[C++ / Pangram] passes without isalpha and tolower checks

This code passes all tests although it is not correct:

const int letterMask = 67108863; // 2^26 -1

bool is_pangram(std::string input)
{
	int charBits = 0;

	for (char& c : input)
	{
		charBits |= 1 << (c - 'a');
	}

	return letterMask == (charBits & letterMask);
}

Not using std::tolower actually works (with most compilers) as uppercase characters lead to negatiive numbers which shift from the left and end up at the same place as the lowercase charactes (although it is undefined behaviour).

Leaving out std::isalpha (or a similar range check) does not work correctly though as numbers and special characters end up occupying the same bits as the characters.

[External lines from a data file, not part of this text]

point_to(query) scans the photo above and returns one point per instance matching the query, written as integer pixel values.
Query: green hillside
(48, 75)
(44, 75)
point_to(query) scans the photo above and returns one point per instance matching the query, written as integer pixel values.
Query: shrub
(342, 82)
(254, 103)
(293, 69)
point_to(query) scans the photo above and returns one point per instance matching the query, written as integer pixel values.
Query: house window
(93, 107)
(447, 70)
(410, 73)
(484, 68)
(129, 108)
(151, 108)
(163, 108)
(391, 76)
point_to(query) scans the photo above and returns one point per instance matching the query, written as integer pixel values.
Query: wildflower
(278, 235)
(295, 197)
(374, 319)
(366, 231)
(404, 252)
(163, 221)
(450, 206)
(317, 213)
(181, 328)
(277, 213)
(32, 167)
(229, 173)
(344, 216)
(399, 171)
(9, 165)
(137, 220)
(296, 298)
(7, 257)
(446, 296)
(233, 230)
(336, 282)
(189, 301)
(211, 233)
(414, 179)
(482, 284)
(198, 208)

This problem is not currently covered by any of the tests.
I wrote a test that catches this issue

TEST_CASE("missing_letters_masked_with_numbers")
{
    REQUIRE(!pangram::is_pangram("abcdefghijklmno0123456789z"));
}

The test fails as 0-9 set the same bits as the letter p-y.

1 Like

I do not think that this is “undefined behaviour”. If you ensure your int charBits is 32 bit wide, then you actually use the ASCII code design that uppercase letters are 32 characters away from their lowercase counterparts. This was done to switch casing by toggling one bit only and so is not “undefined behaviour”.

Regarding the missing test case: We have a common repository of test cases called problem specifications. Would you prepare a Pull Request to add that test there? Link to this forum thread in the PR description, so everybody knows where to find details about the test case.

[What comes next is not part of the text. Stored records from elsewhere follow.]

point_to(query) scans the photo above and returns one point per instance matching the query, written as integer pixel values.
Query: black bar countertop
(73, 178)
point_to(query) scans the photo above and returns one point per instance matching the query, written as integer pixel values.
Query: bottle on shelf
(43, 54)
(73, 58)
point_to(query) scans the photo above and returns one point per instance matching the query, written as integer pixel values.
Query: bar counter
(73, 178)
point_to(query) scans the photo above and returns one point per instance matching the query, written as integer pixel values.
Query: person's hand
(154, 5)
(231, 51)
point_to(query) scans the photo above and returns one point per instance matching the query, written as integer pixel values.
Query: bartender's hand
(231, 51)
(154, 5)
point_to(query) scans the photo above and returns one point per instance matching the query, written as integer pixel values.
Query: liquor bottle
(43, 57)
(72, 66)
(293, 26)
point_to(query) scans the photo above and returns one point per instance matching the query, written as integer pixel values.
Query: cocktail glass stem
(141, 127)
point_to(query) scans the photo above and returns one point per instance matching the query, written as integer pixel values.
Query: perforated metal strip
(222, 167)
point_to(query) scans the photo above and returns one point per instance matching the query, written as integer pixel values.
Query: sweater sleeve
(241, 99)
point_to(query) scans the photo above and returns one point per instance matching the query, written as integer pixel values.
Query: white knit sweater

I’m not sure this test case makes sense to add to the problem set. Is this something that would occur across languages? Should it be tagged with a scenario if it applies to only some languages?

In the first sentence of Pangrams Deep Dive chapter bitwise operations are mentioned. So, yes, there are plenty of possible languages and some approaches using bit shifting.

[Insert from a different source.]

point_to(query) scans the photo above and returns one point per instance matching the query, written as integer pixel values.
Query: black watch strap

We don’t have a scenario for such. The test does not test for anything special like unicode or big-integers.

The deep dive has plenty of language specific approaches. I don’t recall seeing any solutions on the Python, awk or bash track that would have this issue. This is why there is usually a discussion and input from maintainers prior to giving the go ahead to make changes to the problem specs.

What do other maintainers think about this?

Also of relevance, we explicitly aren’t trying to cover every possible edge case and approach. Suggesting Exercise Improvements | Exercism's Docs

The discussion for this language should happen first.

Then a discussion rather than a pull request, could happen for Problem Specifications, after which the work to get the change could happen (or not).

Since the goal is not to cover all potential solutions (nor problems) of an exercise, it may be that this “missing test” can remain missing and we keep it as a discussion point when mentoring when it comes up and the student is exploring this style of approach in any language.

1 Like

I don’t think we should reason about code that invokes undefined behavior (UB). With UB anything can happen (e.g. the often quoted “nasal demons” or “pregnant cats”).

I would be in favor of an additional test if that would catch an “obvious” issue, or issues that can be found in multiple accepted solutions.
IMHO this is not an “obvious” issue. Do you happen to know if multiple invalid solutions like the one from your snippet can be found in the community solutions?

1 Like

Can any of the long term maintainers remember the reasoning behind this test case: problem-specifications/exercises/pangram/canonical-data.json at 00fe66c4d57e38f9c88e45831ba1208f95299bd3 · exercism/problem-specifications · GitHub ? To me it looks like some arbitrary leet-code style letter-to-number mapping.

How about replacing that test with the one that actually covers some different possible failure class (as explained in the first post)? We have more “ignore non-alphabet character” tests that are not related to ASCII design issues.

I can see why you would not want cover every possible edgecase.
But I think that missing the isalpha check is something the test should cover.

I have not found any other solutions yet that have this problem.
This might be because most people think about sanatizing the input first.

Most solutions (even in other languages) follow the same structure though:

  1. Check if it is a character
  2. Convert to lower
  3. Add to bitfield or list
  4. Check if bitfield or list covers all characters.

You can just leave out 1. and still pass all the tests.

I think the same problem might occur in other languages depending if its possible to use negative indices (either for bit shifting or for array access)
Python would be a good example when using the negative index to access a list from the end.

Afaik it is because bitshifting by a negative value is not specified. It seems most compilers implement it by shifting right though.
I left it in my solution anyway as I think its a neat little trick :)

I thought about replacing this test. But I read in the guidelines that existing tests shall not be modified (which makes sense).
Thats why I propesed a new one.

Yes, I can create a PR. Should we further discuss it here first or should I just create a PR so we can discuss it on the PR?

Exercism policy is to discuss proposed changes to the problem spec and get maintainer approval prior to opening a PR. Please do follow our policy.